Пронзительный девичий крик болью отдаёт у меня в голове. Он сверлит мозг! Бьёт по нервам! Словно возле моего уха включили колонку на полную мощность с каким-то музыкальным говном девяностых годов! Пальцы отца уже не в силах меня удержать. Я вырываюсь из мёртвой хватки. Выбегаю вперёд, присаживаюсь. Хочу достать нож. Отец рванул за мной, но, когда баба с дредами кинула на нас взгляд, он замер, оставшись стоять в паре шагов от меня.
— Извините его, — мямлит отец. — Он…
Роже бьёт бабу ногами, колотит кулаками всадника, не давая себя усадить, но всё тщетно. Всадник усаживает её перед собой, повернув к себе спиной. Прижимается к ней, обхватывает руками. Всё, теперь Роже никуда не деться…
Блядская штанина! Поднимайся! Мои руки трясутся. Я тупо не могу задёрнуть штанину!
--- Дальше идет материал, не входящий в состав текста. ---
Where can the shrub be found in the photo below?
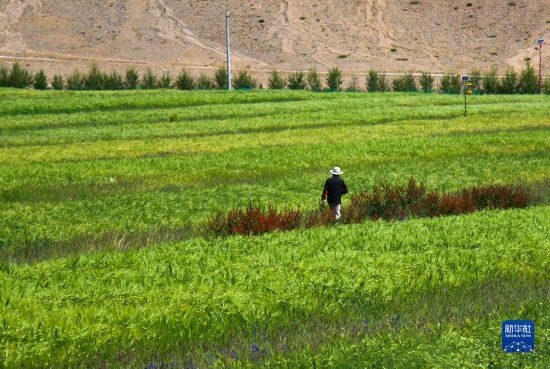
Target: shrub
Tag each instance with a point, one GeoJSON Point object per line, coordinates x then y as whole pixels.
{"type": "Point", "coordinates": [57, 82]}
{"type": "Point", "coordinates": [313, 80]}
{"type": "Point", "coordinates": [296, 81]}
{"type": "Point", "coordinates": [185, 81]}
{"type": "Point", "coordinates": [450, 84]}
{"type": "Point", "coordinates": [372, 81]}
{"type": "Point", "coordinates": [528, 81]}
{"type": "Point", "coordinates": [509, 83]}
{"type": "Point", "coordinates": [401, 202]}
{"type": "Point", "coordinates": [353, 85]}
{"type": "Point", "coordinates": [19, 77]}
{"type": "Point", "coordinates": [383, 201]}
{"type": "Point", "coordinates": [276, 81]}
{"type": "Point", "coordinates": [149, 80]}
{"type": "Point", "coordinates": [94, 79]}
{"type": "Point", "coordinates": [334, 79]}
{"type": "Point", "coordinates": [113, 81]}
{"type": "Point", "coordinates": [490, 82]}
{"type": "Point", "coordinates": [244, 81]}
{"type": "Point", "coordinates": [40, 80]}
{"type": "Point", "coordinates": [254, 220]}
{"type": "Point", "coordinates": [220, 78]}
{"type": "Point", "coordinates": [426, 82]}
{"type": "Point", "coordinates": [204, 82]}
{"type": "Point", "coordinates": [383, 84]}
{"type": "Point", "coordinates": [405, 83]}
{"type": "Point", "coordinates": [75, 81]}
{"type": "Point", "coordinates": [132, 79]}
{"type": "Point", "coordinates": [165, 80]}
{"type": "Point", "coordinates": [4, 76]}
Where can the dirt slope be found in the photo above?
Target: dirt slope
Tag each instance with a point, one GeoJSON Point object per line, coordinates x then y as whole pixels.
{"type": "Point", "coordinates": [391, 36]}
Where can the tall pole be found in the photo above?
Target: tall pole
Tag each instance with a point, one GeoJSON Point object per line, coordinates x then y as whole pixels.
{"type": "Point", "coordinates": [540, 42]}
{"type": "Point", "coordinates": [228, 50]}
{"type": "Point", "coordinates": [540, 69]}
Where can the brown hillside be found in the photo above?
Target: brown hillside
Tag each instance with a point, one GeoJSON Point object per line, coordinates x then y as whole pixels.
{"type": "Point", "coordinates": [392, 36]}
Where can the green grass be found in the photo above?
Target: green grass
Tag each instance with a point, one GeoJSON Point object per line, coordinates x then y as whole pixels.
{"type": "Point", "coordinates": [103, 261]}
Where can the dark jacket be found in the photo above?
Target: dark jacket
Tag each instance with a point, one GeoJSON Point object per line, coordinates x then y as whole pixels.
{"type": "Point", "coordinates": [334, 189]}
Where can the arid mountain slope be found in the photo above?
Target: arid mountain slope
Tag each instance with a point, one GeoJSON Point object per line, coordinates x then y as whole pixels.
{"type": "Point", "coordinates": [391, 36]}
Поднимаю её, а она вонзается в острие ножа, застревает, мне приходится снова её выпрямить и снова задрать. Подняв глаза, я вижу перед собой ступни, покрытые уже знакомым мне кровавым доспехом. Вижу узкие прожилки, тянущиеся от голени до кончиков пальцев, чьи очертания проступают наружу. Поднимаю глаза и внимательно разглядываю доспех. Каждый сустав, каждое место, где тело должно сгибаться, имеет между пластинами крохотную щелку с отполированными до блеска краями. Вначале я не разглядел, но теперь вижу, что все элементы просто усыпаны мелкими сколами и порезами, оставленными хер знает каким оружием. Некоторые царапины похожи на след от когтей.
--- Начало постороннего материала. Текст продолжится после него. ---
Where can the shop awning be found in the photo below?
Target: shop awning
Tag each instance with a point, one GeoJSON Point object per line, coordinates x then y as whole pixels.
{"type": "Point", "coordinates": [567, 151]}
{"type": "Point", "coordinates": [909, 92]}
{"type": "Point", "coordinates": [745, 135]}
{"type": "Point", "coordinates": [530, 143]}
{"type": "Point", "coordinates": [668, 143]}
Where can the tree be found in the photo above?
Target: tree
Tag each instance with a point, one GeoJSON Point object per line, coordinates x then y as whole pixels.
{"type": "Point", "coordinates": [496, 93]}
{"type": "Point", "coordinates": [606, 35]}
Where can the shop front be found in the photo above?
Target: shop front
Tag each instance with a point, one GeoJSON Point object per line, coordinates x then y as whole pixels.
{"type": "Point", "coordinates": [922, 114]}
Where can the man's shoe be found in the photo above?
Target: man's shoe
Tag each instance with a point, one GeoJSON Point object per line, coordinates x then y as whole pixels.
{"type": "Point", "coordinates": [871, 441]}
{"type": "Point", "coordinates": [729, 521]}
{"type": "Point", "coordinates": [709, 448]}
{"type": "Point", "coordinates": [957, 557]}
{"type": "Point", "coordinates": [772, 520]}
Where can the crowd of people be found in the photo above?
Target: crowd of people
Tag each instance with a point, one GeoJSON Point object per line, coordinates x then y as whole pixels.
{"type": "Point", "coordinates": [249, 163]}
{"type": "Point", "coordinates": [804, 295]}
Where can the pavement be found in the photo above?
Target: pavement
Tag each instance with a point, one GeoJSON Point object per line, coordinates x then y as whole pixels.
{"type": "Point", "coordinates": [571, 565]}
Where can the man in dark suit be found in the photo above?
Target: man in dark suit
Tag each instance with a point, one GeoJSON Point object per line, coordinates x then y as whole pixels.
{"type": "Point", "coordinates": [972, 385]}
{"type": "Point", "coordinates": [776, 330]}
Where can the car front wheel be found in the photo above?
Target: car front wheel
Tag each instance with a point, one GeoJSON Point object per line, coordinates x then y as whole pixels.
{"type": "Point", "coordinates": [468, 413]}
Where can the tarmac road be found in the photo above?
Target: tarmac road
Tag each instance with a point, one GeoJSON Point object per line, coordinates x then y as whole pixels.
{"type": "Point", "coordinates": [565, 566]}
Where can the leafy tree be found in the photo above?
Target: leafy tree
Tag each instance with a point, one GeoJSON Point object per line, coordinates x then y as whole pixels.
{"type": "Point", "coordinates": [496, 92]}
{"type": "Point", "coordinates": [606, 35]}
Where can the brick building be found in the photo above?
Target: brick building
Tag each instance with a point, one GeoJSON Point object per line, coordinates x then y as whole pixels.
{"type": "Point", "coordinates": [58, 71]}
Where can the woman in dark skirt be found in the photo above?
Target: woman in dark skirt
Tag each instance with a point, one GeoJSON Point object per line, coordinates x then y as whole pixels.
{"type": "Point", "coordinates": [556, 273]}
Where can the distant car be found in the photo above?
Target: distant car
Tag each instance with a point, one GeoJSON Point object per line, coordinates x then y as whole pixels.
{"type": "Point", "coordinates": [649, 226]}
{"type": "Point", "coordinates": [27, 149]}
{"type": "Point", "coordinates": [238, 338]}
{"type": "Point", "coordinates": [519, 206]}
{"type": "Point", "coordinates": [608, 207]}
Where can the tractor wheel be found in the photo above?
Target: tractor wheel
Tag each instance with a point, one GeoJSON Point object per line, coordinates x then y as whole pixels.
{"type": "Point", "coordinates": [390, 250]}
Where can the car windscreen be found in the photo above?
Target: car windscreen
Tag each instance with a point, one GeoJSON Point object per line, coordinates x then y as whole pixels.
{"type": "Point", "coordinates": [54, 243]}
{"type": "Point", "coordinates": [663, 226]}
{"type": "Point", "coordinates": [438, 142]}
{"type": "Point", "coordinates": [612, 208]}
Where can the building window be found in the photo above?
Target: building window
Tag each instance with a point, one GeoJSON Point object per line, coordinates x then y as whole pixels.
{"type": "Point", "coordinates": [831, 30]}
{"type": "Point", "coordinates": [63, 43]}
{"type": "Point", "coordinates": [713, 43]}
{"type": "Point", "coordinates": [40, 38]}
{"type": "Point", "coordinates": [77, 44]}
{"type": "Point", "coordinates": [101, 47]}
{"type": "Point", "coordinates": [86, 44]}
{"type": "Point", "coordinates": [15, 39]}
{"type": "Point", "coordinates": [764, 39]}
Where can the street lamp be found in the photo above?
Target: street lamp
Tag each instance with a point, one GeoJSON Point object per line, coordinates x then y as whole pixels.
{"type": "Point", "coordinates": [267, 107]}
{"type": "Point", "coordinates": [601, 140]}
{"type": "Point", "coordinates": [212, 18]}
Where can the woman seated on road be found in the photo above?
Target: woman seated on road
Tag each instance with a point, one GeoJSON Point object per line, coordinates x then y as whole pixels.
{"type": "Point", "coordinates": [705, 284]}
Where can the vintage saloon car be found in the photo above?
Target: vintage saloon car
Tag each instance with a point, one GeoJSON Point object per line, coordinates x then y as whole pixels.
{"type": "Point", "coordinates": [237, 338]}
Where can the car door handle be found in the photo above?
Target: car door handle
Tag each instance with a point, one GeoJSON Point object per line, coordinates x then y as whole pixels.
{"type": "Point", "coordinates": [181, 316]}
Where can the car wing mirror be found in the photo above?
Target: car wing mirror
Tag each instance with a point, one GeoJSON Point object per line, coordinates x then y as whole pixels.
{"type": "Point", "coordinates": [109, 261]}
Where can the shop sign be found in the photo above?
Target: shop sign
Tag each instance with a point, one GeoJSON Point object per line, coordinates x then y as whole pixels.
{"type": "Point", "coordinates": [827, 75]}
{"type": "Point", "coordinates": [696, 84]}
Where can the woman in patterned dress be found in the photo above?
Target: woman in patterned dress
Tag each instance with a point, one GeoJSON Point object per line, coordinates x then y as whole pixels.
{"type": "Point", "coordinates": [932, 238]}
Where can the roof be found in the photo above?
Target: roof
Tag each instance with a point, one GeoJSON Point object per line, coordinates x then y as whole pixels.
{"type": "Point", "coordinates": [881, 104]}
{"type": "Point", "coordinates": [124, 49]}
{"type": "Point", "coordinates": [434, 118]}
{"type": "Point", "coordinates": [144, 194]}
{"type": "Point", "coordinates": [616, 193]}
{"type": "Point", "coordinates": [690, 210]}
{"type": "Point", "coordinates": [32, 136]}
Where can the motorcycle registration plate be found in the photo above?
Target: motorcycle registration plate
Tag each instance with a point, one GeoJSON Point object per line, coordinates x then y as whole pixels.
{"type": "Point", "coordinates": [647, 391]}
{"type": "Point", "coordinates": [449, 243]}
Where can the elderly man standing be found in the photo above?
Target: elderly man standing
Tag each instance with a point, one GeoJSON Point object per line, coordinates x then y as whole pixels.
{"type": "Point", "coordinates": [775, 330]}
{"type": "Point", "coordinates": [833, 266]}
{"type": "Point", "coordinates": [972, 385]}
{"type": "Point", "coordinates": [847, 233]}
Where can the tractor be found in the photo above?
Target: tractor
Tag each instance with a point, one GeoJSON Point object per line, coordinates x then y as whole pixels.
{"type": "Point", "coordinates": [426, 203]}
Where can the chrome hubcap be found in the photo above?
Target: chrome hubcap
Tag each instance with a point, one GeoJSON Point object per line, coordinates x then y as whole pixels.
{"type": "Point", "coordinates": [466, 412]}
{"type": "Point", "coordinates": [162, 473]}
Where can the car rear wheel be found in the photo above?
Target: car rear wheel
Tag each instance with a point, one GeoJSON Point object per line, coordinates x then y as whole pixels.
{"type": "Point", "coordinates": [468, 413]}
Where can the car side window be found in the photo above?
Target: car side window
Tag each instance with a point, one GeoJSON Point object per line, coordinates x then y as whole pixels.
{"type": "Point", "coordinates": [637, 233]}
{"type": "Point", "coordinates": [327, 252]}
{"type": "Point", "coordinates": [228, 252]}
— Смелый мальчик… — гремит надо мной булькающий голос.
Я поднимаю глаза и вижу ту самую бабу с дредами. Штанина так и не поддалась; снова запуталась в лезвие ножа. Ну, давай же! Давай! Поднимайся! Я должен достать нож…
БЛЯДЬ, КАК БОЛЬНО!
Эта тварь схватила меня за волосы и потянула вверх, к своей роже. Но я не успеваю заглянуть ей в глаза. Она отшвыривает меня прямо отцу в руки. Прижимая меня к себе, отец возвращается в строй и шепчет мне, шепчет грубо, постоянно одёргивая за одежду:
— Что ты вытворяешь? Успокойся!
— Они заберут Роже! — отвечаю я ему. — Они делают ей больно!
— Ты уже ничего не сделаешь! Мы ничего…
Он замолчал, увидев перед собой ту бабу. Оно подошла к нам. Смотрит на меня, сука…
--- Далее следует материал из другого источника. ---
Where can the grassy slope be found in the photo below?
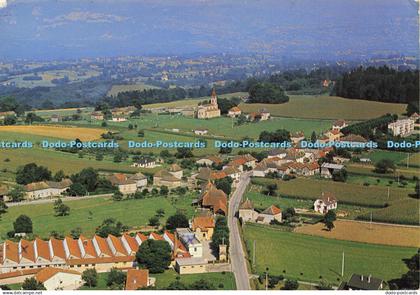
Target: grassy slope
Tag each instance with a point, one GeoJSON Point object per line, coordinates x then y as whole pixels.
{"type": "Point", "coordinates": [129, 212]}
{"type": "Point", "coordinates": [163, 280]}
{"type": "Point", "coordinates": [315, 256]}
{"type": "Point", "coordinates": [327, 107]}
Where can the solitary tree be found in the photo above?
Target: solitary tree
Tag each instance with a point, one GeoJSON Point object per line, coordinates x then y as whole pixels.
{"type": "Point", "coordinates": [90, 276]}
{"type": "Point", "coordinates": [23, 224]}
{"type": "Point", "coordinates": [32, 284]}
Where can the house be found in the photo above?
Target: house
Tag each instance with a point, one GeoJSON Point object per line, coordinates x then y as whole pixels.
{"type": "Point", "coordinates": [361, 282]}
{"type": "Point", "coordinates": [190, 241]}
{"type": "Point", "coordinates": [118, 119]}
{"type": "Point", "coordinates": [203, 226]}
{"type": "Point", "coordinates": [176, 170]}
{"type": "Point", "coordinates": [56, 118]}
{"type": "Point", "coordinates": [193, 265]}
{"type": "Point", "coordinates": [403, 128]}
{"type": "Point", "coordinates": [165, 178]}
{"type": "Point", "coordinates": [3, 115]}
{"type": "Point", "coordinates": [209, 161]}
{"type": "Point", "coordinates": [270, 214]}
{"type": "Point", "coordinates": [243, 160]}
{"type": "Point", "coordinates": [97, 116]}
{"type": "Point", "coordinates": [333, 135]}
{"type": "Point", "coordinates": [328, 169]}
{"type": "Point", "coordinates": [59, 279]}
{"type": "Point", "coordinates": [201, 131]}
{"type": "Point", "coordinates": [248, 214]}
{"type": "Point", "coordinates": [234, 112]}
{"type": "Point", "coordinates": [353, 138]}
{"type": "Point", "coordinates": [325, 203]}
{"type": "Point", "coordinates": [125, 184]}
{"type": "Point", "coordinates": [46, 189]}
{"type": "Point", "coordinates": [144, 162]}
{"type": "Point", "coordinates": [232, 172]}
{"type": "Point", "coordinates": [277, 153]}
{"type": "Point", "coordinates": [264, 115]}
{"type": "Point", "coordinates": [206, 174]}
{"type": "Point", "coordinates": [211, 110]}
{"type": "Point", "coordinates": [297, 137]}
{"type": "Point", "coordinates": [213, 199]}
{"type": "Point", "coordinates": [138, 279]}
{"type": "Point", "coordinates": [339, 124]}
{"type": "Point", "coordinates": [4, 191]}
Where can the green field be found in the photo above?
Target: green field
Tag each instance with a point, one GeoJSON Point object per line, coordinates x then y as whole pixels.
{"type": "Point", "coordinates": [307, 188]}
{"type": "Point", "coordinates": [132, 213]}
{"type": "Point", "coordinates": [169, 276]}
{"type": "Point", "coordinates": [262, 202]}
{"type": "Point", "coordinates": [308, 257]}
{"type": "Point", "coordinates": [327, 107]}
{"type": "Point", "coordinates": [358, 200]}
{"type": "Point", "coordinates": [129, 87]}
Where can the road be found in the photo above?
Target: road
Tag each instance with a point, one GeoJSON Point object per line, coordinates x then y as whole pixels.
{"type": "Point", "coordinates": [236, 251]}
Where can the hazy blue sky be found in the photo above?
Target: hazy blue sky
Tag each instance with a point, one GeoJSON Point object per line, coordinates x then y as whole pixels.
{"type": "Point", "coordinates": [332, 29]}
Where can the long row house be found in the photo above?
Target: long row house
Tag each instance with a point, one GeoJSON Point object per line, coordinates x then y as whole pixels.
{"type": "Point", "coordinates": [82, 253]}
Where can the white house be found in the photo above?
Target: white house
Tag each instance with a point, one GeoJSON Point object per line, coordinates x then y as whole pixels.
{"type": "Point", "coordinates": [325, 203]}
{"type": "Point", "coordinates": [59, 279]}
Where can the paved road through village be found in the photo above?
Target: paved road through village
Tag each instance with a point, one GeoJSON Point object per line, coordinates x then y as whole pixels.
{"type": "Point", "coordinates": [236, 250]}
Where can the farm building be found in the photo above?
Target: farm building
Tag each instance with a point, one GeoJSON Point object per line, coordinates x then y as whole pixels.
{"type": "Point", "coordinates": [328, 169]}
{"type": "Point", "coordinates": [325, 203]}
{"type": "Point", "coordinates": [138, 278]}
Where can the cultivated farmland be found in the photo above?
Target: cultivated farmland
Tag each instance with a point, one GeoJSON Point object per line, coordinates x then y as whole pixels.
{"type": "Point", "coordinates": [133, 213]}
{"type": "Point", "coordinates": [311, 258]}
{"type": "Point", "coordinates": [366, 233]}
{"type": "Point", "coordinates": [327, 107]}
{"type": "Point", "coordinates": [67, 132]}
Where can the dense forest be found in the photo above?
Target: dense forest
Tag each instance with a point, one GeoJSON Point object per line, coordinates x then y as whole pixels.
{"type": "Point", "coordinates": [380, 84]}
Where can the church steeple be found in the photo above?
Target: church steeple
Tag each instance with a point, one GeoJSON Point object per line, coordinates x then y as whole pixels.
{"type": "Point", "coordinates": [213, 99]}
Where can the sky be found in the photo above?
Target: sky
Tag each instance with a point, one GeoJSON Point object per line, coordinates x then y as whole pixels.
{"type": "Point", "coordinates": [306, 29]}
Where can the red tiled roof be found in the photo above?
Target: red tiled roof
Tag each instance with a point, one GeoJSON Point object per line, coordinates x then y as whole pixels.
{"type": "Point", "coordinates": [137, 278]}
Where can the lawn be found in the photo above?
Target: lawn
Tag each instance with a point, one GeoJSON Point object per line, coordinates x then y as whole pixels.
{"type": "Point", "coordinates": [133, 213]}
{"type": "Point", "coordinates": [262, 202]}
{"type": "Point", "coordinates": [353, 194]}
{"type": "Point", "coordinates": [327, 107]}
{"type": "Point", "coordinates": [364, 232]}
{"type": "Point", "coordinates": [356, 199]}
{"type": "Point", "coordinates": [70, 133]}
{"type": "Point", "coordinates": [308, 258]}
{"type": "Point", "coordinates": [129, 87]}
{"type": "Point", "coordinates": [163, 280]}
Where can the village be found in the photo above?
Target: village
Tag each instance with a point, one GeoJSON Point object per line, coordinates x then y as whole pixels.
{"type": "Point", "coordinates": [214, 179]}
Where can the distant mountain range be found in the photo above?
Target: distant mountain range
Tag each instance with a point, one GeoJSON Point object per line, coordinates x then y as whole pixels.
{"type": "Point", "coordinates": [303, 29]}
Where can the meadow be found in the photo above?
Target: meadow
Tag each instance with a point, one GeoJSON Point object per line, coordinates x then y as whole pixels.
{"type": "Point", "coordinates": [163, 280]}
{"type": "Point", "coordinates": [89, 213]}
{"type": "Point", "coordinates": [115, 89]}
{"type": "Point", "coordinates": [366, 233]}
{"type": "Point", "coordinates": [353, 194]}
{"type": "Point", "coordinates": [56, 131]}
{"type": "Point", "coordinates": [190, 102]}
{"type": "Point", "coordinates": [327, 107]}
{"type": "Point", "coordinates": [357, 200]}
{"type": "Point", "coordinates": [311, 258]}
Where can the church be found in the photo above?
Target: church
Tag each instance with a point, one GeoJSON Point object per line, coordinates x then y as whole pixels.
{"type": "Point", "coordinates": [211, 110]}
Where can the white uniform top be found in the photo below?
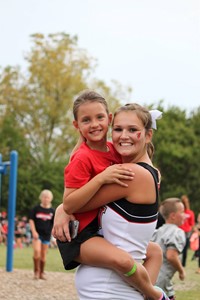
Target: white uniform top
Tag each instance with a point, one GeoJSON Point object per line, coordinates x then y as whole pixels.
{"type": "Point", "coordinates": [130, 227]}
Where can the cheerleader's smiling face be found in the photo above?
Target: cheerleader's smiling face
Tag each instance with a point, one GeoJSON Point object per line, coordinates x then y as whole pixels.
{"type": "Point", "coordinates": [129, 136]}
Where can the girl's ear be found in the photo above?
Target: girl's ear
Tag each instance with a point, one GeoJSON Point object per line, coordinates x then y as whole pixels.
{"type": "Point", "coordinates": [110, 118]}
{"type": "Point", "coordinates": [75, 123]}
{"type": "Point", "coordinates": [149, 136]}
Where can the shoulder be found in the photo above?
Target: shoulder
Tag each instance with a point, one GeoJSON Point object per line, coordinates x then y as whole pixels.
{"type": "Point", "coordinates": [140, 171]}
— Смелый мальчик, — словно с издёвкой булькает она. С насмешкой! Меня это бесит!
Затем она поднимает голову и уже смотрит на отца. Закидывает голову на бок, она словно его узнала…
— А-а-а-а, — тянет она, — такого мужчину я не могла забыть, — и кладёт ладонь ему на плечо. — А где же твоя дочка?
Дочка? Мне хочется залезть в воспоминания Отто, но я так сильно перевозбуждён от происходящего на площади, что даже не могу вспомнить своё утро!
— Её нет, — мямлит отец.
— Ну зачем же прятать от нас столь юное дитя? Сколько ей сейчас, лет пять? Ты думаешь, мы заберём вечно плачущее создание и будем с ним нянчиться?
Отец молчит, опустив глаза.
— Мы вернёмся через пять зим, — продолжает она, — и не смей её прятать!
— Я никого не прячу, — тон отца стал чуточку смелее.
— Ты должен был прийти на площадь со всеми детьми! Или ты забыл правила?
— Я пришёл со всеми своими детьми, — отец поднял голову и уставился на бабу, уставился в её глубокие лунки, внутри которых прятались глаза.
— Так и где она?
Трясущимися губами отец промолвил:
— Она умерла.
— Какая жалость, — цинично, без какой либо жалости, произносит эта сука, — девочка могла бы стать целителем. Ладно, мы выжмем все соки из этой девки, — и поворачивает голову в сторону Роже.
Я снова попытался вырваться, но безрезультатно; отец ни на секунду не ослабевал хватку, вгрызся в мои плечи, как голодная собака в кусок свежего мяса.
— Какой у тебя смелый сын. Любопытно…
Она вскидывает надо мной руку и начинает рисовать свои ёбаные кружочки.